Funds can also seek to retain control through the articles of association of a company or a shareholders’ agreement, which govern how an entity is run, and in respect of the latter, the relationship between the investors. Common provisions that funds may look to incorporate include: (i) “Information Rights” (the right to receive certain information in relation to the company, e.g. financial statements), (ii) “Appointment Rights” (the right to appoint a director to the board and/or nominate someone to attend meetings as an observer), (iii) “Veto Rights” (specifying certain ‘reserved matters’ that will require investor approval, e.g. the payment of dividends, issue of further shares, or expenditure over a certain threshold), and (iv) “Drag-along” rights (the ability to force minority shareholders to sell their shares to a third party, if a majority of shareholders have agreed to sell the company).
Getting over the line
Sporting assets – including media, broadcasting, sponsorship and other commercial rights – will continue to provide rights holders with consistent and high levels of cash returns. That is what is so appealing to private equity funds. CVC’s stake in Formula 1, which ran between 2006 and 2016, reaped a $4.4bn reward (giving it a return on investment of 351.8%) and serves as a good example of a fund looking to generate income over the life of an investment. Sports organisations are uniquely placed to provide consistent returns through their long-term partnerships (providing contracted revenue), ticket sales, match day revenue, broadcasting deals, season specific merchandise etc.

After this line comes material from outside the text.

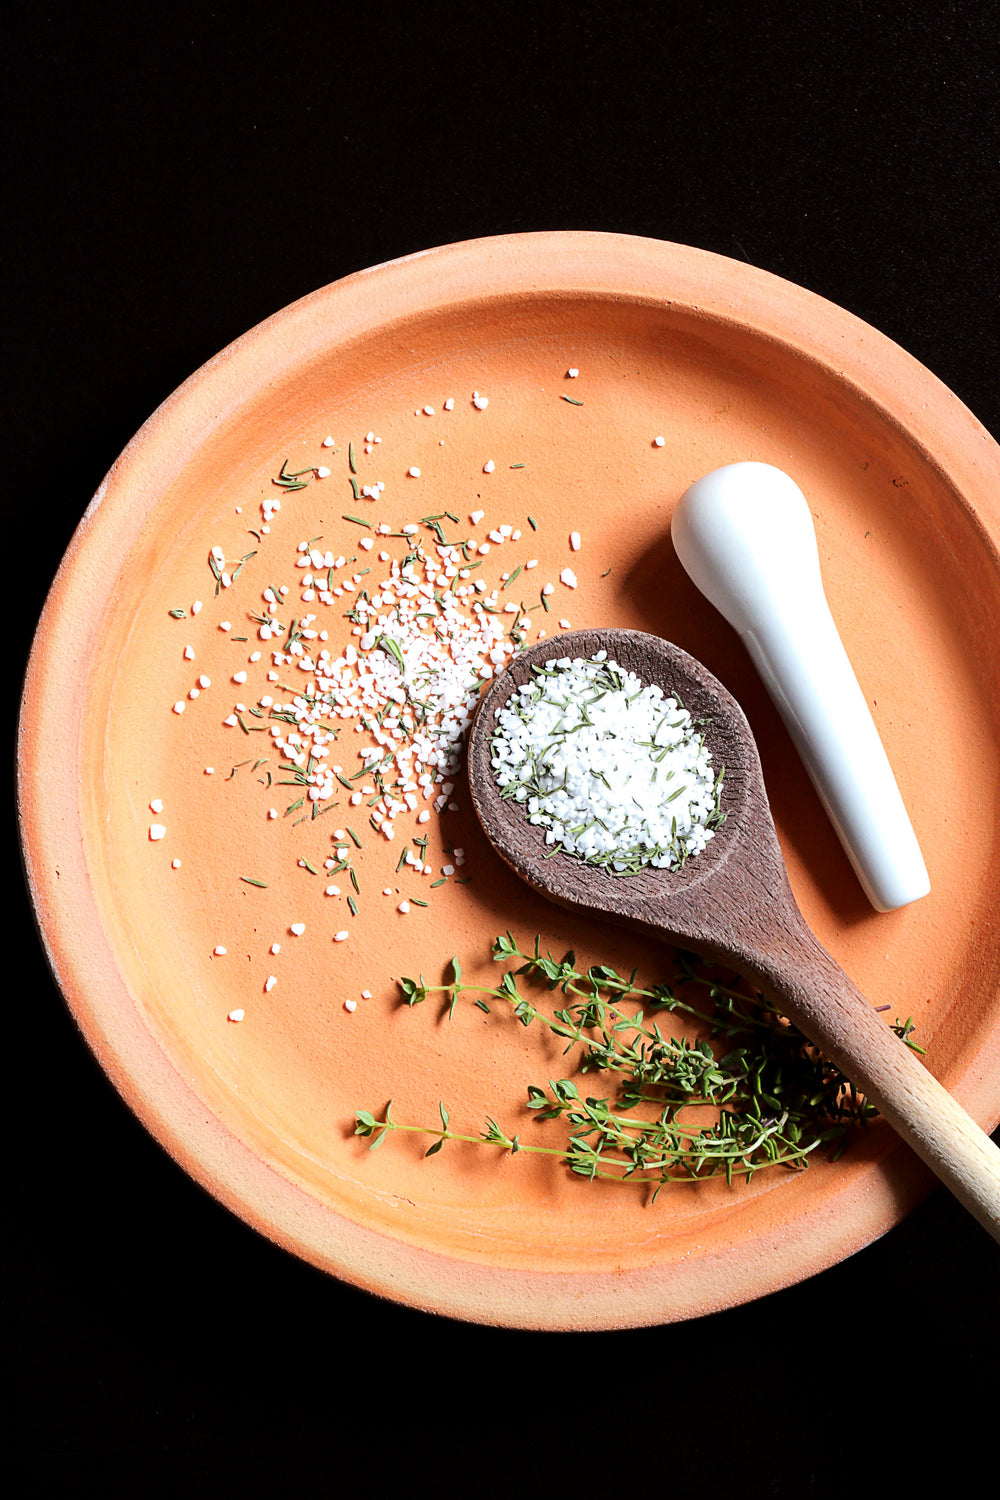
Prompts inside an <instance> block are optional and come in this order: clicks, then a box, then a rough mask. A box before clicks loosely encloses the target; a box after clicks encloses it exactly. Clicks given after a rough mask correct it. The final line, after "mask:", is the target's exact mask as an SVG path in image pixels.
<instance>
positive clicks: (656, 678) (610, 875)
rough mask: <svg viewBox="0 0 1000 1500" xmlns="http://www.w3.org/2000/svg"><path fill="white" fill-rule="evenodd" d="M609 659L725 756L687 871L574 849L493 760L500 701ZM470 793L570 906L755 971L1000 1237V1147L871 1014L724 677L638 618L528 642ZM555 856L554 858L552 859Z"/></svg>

However, that is not to say that there aren’t risks involved for private equity funds and sports organisations looking to enter into an investment agreement. It is important that investors undertake appropriate due diligence to ensure they know exactly what the value of the business is and where that value sits (as well as the liabilities). They also need to ensure that any investment they make into the sporting assets of the business is well structured and complies with any merger control or tax provisions. Sports bodies will similarly want to be sure they are clear on regulatory frameworks, especially if operating on a multi-jurisdictional basis – as in the case of international sports federations. They will also need to ensure they outline clear provisions to allow for any teething issues over the course of the fund relating to factors such as governance, ownership of real estate and IP, employment issues, disciplinary matters – all with the ultimate aim of protecting the value of the investment but also the integrity of the sport.